Migrating SVN Repo to Git

Recently, I had to move one of my SVN repository (loans-autoloans-duedatechanges) from SVN to Git. As there was no tag or trunk and only branch (it is weird but true) it was fairly simple. Git comes with a great Git-Svn toolkit that you can use. However, there are few caveats and I will tell you how I overcame them.

I started by creating a new folder on my machine. On Git bash, I simply typed the following command:

git svn clone https://subversion.abc.com/svn/api-services/branches/apiservices_sprint.dev/test-api

It took some time and my repo was cloned. However, when I did git log to check history, the comments were of following format:

Not so good log

It doesn’t look like what normal and proper git logs look like. There are few problems. Firstly, the author is unidentifiable:

Author: xyz <xyz@4c9131da-42a3-4784-a41a-982bb726ad01>

Second, there is way too much meta data. What I will do with the element git-svn-id? I don’t need it.

The meta-data issue can be resolved with modifying the command by adding –no-metadata to it.

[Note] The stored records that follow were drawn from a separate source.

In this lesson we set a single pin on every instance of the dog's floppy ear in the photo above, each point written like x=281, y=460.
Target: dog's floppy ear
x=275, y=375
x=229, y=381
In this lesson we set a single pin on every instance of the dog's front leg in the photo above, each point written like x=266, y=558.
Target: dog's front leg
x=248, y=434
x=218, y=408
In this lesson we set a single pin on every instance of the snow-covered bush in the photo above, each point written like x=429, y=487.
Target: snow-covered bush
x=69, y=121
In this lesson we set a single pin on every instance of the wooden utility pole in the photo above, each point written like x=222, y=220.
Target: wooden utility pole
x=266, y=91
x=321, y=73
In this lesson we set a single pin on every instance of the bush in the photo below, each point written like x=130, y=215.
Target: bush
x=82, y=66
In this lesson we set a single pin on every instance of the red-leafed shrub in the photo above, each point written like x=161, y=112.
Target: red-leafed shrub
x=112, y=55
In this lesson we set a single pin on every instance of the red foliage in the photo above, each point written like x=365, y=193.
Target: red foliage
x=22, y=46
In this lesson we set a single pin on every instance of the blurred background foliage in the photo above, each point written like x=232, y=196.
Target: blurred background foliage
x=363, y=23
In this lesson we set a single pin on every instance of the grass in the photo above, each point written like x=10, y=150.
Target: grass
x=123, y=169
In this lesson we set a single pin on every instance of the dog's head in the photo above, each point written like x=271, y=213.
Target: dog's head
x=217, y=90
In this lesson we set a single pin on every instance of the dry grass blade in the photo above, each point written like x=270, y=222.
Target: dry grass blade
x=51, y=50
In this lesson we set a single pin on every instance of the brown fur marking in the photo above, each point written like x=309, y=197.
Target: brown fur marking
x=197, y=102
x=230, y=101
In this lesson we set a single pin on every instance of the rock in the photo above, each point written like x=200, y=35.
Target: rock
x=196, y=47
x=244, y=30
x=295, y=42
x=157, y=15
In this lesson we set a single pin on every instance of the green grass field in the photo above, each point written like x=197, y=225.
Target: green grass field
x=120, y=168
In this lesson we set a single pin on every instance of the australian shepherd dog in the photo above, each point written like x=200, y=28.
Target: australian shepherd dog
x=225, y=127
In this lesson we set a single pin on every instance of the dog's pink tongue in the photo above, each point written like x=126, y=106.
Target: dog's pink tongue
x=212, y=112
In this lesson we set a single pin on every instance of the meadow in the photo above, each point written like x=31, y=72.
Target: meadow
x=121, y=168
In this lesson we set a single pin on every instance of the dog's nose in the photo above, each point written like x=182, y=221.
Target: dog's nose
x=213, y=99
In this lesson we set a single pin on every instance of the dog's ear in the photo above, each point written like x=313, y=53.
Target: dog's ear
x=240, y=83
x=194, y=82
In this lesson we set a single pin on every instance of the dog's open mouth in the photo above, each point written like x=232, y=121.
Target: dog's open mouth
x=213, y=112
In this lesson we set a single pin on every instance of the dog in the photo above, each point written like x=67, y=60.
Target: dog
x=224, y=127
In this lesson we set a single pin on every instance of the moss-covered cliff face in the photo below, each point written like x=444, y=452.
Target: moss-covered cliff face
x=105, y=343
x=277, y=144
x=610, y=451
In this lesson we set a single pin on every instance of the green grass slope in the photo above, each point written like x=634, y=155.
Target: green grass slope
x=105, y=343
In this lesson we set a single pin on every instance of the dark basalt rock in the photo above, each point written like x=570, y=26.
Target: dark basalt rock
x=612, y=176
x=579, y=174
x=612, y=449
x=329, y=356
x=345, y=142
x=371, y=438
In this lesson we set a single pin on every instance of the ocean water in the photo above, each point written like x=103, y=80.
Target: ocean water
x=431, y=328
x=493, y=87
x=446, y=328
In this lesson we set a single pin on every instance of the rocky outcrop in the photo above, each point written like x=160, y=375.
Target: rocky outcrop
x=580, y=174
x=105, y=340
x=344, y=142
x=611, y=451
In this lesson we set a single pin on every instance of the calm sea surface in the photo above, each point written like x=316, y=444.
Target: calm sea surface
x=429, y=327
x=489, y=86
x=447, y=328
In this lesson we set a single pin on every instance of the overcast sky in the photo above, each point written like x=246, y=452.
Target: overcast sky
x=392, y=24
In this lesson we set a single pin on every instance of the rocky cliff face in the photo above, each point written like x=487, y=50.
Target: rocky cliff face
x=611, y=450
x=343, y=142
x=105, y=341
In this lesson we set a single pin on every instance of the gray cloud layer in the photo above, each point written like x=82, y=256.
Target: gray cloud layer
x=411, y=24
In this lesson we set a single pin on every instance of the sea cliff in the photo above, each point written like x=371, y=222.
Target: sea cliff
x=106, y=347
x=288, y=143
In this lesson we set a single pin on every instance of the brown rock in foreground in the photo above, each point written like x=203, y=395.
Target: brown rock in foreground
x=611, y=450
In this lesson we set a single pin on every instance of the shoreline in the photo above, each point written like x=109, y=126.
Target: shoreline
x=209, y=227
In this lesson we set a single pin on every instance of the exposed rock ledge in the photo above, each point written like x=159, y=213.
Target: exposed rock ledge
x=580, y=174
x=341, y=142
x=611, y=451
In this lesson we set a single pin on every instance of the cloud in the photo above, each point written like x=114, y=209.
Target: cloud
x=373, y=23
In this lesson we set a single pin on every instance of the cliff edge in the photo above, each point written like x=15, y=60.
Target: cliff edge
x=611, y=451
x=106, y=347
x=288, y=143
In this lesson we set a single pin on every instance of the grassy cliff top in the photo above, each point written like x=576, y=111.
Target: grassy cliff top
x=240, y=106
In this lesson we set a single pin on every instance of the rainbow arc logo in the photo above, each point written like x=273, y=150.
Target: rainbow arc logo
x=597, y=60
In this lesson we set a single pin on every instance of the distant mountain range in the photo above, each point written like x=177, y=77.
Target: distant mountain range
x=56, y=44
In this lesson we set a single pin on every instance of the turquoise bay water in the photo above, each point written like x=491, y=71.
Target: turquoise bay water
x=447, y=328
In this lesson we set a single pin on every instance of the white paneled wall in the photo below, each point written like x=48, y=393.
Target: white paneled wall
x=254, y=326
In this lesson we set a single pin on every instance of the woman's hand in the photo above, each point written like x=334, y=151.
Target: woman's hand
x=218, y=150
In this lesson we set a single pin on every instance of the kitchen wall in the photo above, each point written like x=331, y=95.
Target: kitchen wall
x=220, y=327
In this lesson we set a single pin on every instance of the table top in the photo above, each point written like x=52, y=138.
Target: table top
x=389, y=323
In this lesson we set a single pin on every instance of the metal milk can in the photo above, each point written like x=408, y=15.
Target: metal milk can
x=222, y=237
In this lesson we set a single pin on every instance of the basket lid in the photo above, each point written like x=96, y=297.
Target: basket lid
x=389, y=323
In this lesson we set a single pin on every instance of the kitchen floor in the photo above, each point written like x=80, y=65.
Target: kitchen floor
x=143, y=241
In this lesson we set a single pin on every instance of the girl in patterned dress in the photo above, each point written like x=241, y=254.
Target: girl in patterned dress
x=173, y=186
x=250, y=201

git svn clone https://subversion.abc.com/svn/api-services/branches/apiservices_sprint.dev/test-api test-api --no-metadata

Still few things remain undesirable. The author of the commits are still not properly identifiable. I wanted a way to extract the author information from the SVN log and replace it with the proper author information. To do that, I had to extract the logs in an xml format, grep-ed on author and stripped the xml tags. Git-scm came to the rescue with the simple command for this:

svn log --xml | grep author | sort -u | perl -pe 's/.*>(.*?)<.*/$1 = /'  > users.txt

I got the list of users in a text file. In which I provided further information in key=value pair. For eg:

xyz=ABC DEF <abc.def@gmail.com>

Now, again I deleted the previously cloned repo and ran the following command

git svn clone https://subversion.abc.com/svn/api-services/branches/apiservices_sprint.dev/test-api --authors-file=users.txt --no-metadata test-api

And, finally, I got the nice clone with good looking comments:

Better log

This looks cleaner and much better than the previous commit message and more Gitly, if I may use that word.